Links for January 12th from 10:14 to 15:44

Sometime between 10:14 and 15:44, I thought this stuff was interesting. You might think so too!

  • McSweeney’s Internet Tendency: The Elements of Spam.: Form the possessive of nouns by adding 's, just an apostrophe, just an s, a semicolon, a w, an ampersand, a 9, or anything. "My wifesd*porcupine hot pix for u."
  • Stephen King fan publishes Shining’s Jack Torrance’s novel: A Stephen King fan has published an 80-page version of the book which novelist Jack Torrance obsessively writes during King's The Shining, where his descent into madness is revealed when his wife discovers that his work consists of just one phrase, endlessly repeated.
  • W. and the damage done: After a couple of presidential terms, mismanagement in every area of policy — foreign, domestic, even extraterrestrial — starts to add up. When George W. Bush entered the White House in January 2001, he inherited peace and prosperity. The military, the Constitution and New Orleans were intact and the country had a budget surplus of $128 billion. Now he's about to dash out the door, leaving a large, unpaid bill for his successors to pay. To get a sense of what kind of balance is due, Salon spoke to experts in seven different fields. Wherever possible, we have tried to express the damage done in concrete terms — sometimes in lives lost, but most often just in money spent and dollars owed. What follows is an incomplete inventory of eight years of mis- and malfeasance, but then a fuller accounting would run, um, somewhat longer than three pages.
  • Milky Way Transit Authority: I was re-reading Carl Sagan's novel Contact recently, essentially a series of arguments about SETI wrapped into a story, and he alludes to some sort of cosmic Grand Central Station. That, coupled with my longtime interest in transit maps, got me thinking about all of this.
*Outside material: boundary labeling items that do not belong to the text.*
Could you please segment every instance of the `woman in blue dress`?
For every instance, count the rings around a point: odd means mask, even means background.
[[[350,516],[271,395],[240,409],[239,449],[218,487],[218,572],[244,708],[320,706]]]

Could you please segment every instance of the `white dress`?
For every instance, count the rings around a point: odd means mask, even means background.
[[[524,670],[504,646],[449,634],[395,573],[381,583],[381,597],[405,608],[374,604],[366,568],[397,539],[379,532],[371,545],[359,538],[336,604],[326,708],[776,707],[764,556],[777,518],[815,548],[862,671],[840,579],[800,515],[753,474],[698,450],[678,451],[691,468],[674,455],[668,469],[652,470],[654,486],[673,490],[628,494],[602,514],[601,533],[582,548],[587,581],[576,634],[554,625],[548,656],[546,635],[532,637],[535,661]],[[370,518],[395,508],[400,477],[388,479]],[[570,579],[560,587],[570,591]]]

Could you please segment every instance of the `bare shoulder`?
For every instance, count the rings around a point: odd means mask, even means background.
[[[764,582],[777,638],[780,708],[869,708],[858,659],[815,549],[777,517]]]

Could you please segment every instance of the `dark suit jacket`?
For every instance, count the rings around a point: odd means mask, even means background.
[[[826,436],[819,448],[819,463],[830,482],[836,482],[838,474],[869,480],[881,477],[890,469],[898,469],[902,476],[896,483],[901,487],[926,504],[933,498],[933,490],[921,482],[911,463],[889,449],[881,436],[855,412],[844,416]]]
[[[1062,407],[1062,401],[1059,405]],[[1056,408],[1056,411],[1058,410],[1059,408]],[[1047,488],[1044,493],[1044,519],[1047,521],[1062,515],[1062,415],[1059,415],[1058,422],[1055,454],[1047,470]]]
  • How big Jurassic flying reptiles got off ground: Habib used CT scans of the bones of 155 bird specimens and a dozen species of pterosaurs and found that they were greatly different in strength, size and proportion. In birds, the hind legs were stronger than the front and in some pterosaurs the front legs were several times stronger than the hind ones. "It's a lot like a leapfrog," Habib said, describing how he figures the pterosaurs got off the ground. "They kind of pitch forward at first, the legs kick off first, then the arms take off." That allowed some of the ancient giants to get into the air in less than a second. Habib calculated that the 550-pound pterosaur called Hatzegopteryx thambema launched at a speed of 42 miles per hour.